Die zweite Branche ist die Produktion von Elektroenergie. Zwei große Kraftwerke, in Starobeschewo und in Sujewka, sind in Betrieb, sie decken vollständig unseren Bedarf, ein Teil des Stroms geht in die Lugansker Volksrepublik, um diese zu versorgen. Dennoch nutzen unsere Kraftwerke nur die Hälfte ihrer Kapazität, weil viele Unternehmen stillstehen und der Bedarf nicht so groß ist. Wir haben also die Möglichkeit, die Industrieproduktion zu steigern, weil wir Strom genug haben. Was unsere dritte grundlegende Branche betrifft, das ist die Metallindustrie.

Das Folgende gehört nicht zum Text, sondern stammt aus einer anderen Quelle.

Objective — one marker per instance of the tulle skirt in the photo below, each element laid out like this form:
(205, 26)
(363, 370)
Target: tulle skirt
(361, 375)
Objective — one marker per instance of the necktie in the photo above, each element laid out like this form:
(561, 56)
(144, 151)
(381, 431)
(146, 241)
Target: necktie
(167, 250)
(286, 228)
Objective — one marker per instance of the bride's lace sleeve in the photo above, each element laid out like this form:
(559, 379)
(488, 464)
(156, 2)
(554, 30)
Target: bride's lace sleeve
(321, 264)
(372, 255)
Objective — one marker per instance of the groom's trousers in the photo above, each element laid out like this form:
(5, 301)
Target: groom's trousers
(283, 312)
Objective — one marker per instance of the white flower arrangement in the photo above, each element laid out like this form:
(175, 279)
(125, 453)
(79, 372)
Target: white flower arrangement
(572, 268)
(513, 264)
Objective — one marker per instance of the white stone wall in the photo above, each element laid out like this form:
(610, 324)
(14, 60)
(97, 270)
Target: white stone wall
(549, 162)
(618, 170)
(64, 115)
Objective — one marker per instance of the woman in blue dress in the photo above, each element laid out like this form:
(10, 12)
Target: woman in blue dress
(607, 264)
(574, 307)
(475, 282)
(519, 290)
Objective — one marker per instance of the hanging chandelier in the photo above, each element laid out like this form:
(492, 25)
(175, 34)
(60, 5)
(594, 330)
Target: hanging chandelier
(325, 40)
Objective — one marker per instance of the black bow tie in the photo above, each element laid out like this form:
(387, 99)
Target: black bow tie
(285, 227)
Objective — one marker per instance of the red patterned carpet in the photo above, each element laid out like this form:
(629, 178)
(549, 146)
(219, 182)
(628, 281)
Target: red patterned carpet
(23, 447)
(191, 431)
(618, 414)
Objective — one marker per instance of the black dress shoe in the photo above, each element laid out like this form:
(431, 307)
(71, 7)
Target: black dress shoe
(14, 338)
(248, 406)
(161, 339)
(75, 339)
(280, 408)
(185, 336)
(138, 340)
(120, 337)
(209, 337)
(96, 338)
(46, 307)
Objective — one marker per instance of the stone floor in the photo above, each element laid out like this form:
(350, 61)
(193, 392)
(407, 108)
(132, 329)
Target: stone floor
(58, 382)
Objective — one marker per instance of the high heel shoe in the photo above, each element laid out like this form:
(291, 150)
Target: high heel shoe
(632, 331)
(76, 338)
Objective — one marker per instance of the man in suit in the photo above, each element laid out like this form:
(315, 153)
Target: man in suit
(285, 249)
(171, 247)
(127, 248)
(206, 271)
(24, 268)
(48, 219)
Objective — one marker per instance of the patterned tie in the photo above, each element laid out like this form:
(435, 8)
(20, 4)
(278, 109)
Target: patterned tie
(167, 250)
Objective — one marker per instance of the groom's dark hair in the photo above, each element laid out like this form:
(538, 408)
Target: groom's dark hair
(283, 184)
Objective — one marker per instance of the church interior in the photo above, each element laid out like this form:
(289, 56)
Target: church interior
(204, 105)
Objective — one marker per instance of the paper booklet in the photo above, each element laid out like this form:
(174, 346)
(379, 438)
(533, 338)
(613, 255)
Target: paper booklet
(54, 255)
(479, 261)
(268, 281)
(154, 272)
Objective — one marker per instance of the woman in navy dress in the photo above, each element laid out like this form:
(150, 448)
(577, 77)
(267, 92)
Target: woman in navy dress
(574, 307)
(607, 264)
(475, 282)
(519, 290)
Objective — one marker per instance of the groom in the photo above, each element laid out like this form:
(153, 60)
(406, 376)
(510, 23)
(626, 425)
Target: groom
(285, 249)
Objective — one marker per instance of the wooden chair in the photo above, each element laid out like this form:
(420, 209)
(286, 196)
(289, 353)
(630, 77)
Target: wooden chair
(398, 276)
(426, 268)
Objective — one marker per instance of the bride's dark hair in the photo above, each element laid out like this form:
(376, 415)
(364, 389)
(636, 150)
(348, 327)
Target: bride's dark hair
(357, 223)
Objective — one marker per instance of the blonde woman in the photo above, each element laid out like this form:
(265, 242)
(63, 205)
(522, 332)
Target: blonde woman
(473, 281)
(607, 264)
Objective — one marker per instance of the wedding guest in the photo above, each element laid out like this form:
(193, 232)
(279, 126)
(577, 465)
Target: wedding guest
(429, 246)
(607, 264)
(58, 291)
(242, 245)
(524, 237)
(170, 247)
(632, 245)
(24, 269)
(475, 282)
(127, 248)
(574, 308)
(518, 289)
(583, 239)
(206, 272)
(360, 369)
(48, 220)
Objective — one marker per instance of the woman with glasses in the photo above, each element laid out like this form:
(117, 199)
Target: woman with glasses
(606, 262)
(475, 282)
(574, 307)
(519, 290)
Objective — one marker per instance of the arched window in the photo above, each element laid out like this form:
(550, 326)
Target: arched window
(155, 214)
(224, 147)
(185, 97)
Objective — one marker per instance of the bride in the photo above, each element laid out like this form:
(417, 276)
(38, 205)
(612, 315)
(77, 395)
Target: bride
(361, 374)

In unserer Republik gibt es das Metallwerk in Jenakiewo, das kurz vor dem Krieg modernisiert wurde. Es gibt das Metallwerk in Makejewka, das den Stahl, der in Jenakiewo produziert wird, u. a. zu Stahldraht weiterverarbeitet. Es gibt das Metallwerk in Donezk, es gibt eine Reihe Unternehmen, die Stahlprodukte benötigen, aber wir haben keinen Rohstoff für die Metallindustrie. Wir haben zwar Kokereien für unsere Metallbetriebe, aber Erz haben wir nicht. Früher wurde es aus Kriwoj Rog und Poltawa importiert, jetzt aus Russland. Und weil wir kein Subjekt des internationalen und Wirtschaftsrechts sind, haben sich auch in der Metallbranche Unternehmer aus Russland niedergelassen. Sie haben die Metallwerke übernommen, sie liefern Rohstoffe, aber sie verfügen auch vollständig über die Metallproduktion. Dies zu unseren grundlegenden Branchen.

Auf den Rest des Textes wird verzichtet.